Meg Whitman is proving she's the man, er, the woman. Hewlett-Packard may not be where it needs to be, but the former eBay chief at least beat Wall Street's expectations with her push to focus on enterprise
Many analysts were predicting a significant drop in HP's quarterly revenue but that wasn't the case. HP netted $28.2 billion, down only 1 percent from the prior-year period and flat on a constant currency basis. HP also improved its operating company net cash position by $1.6 billion. That's the eighth consecutive quarterly improvement of more than $1 billion.
"HP is in a stronger position today than we've been in quite some time," said Whitman, HP president and CEO. "The progress we're making is reflected in growth across several parts of our portfolio, the growing strength of our balance sheet, and the strong support we're receiving from customers and channel partners. Innovation is igniting our comeback, and at a time when many of our competitors are confronting new challenges, two years of turnaround work is setting us up for an exciting future."
Whitman didn't stop there. After working through some of the failed acquisitions her predecessors left her to clean up, she's now ready to venture into the buying field once again.
"I do think we will now be considering acquisitions," Whitman said on HP's earnings call Thursday. "As this market changes very dramatically, you can see we may need acquisitions in security, big data, mobility and cloud."
HP is likely to focus on enterprise acquisitions, given the company's success in this area. Enterprise Group revenue was up 1 percent year-over-year with a 14.4 percent operating margin. Industry Standard Servers revenue was up 6 percent; Storage revenue was flat; and Networking revenue was up 4 percent. Even revenue from H-P's Personal Computer Group which had been predicted to decline, was instead up 4 percent, to $8.5 billion, on the strength of enterprise sales.
What to Buy?
We asked Rob Enderle, a principal analyst at The Enderle Group, for his take on what HP may acquire or divest. He told us Whitman has been around HP long enough to understand what's working and what's not and is now in a good spot to decide what she can get rid of that is no longer strategic and strengthen aspects of the company that need help.
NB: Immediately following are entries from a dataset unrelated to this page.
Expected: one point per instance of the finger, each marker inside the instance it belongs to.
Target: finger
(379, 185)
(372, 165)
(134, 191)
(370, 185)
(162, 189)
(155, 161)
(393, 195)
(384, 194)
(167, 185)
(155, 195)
"HP still needs to shore up software quite a bit for where they want to go, so I would expect them to make acquisitions on the software side to build that unit out," Enderle said. "There's been a long discussion at HP about getting rid of printers as non-strategic or even doing what IBM did and think about getting rid of PCs."
As Enderle sees it, the problem with getting rid of PCs is it stresses potential synergies on the server side of the business. Printers are another story.
"Printers hasn't worked out all that well," Enderle said. "It doesn't fit all that well with any other aspect of HP's business, so I would look at that as an area where they might want to divest."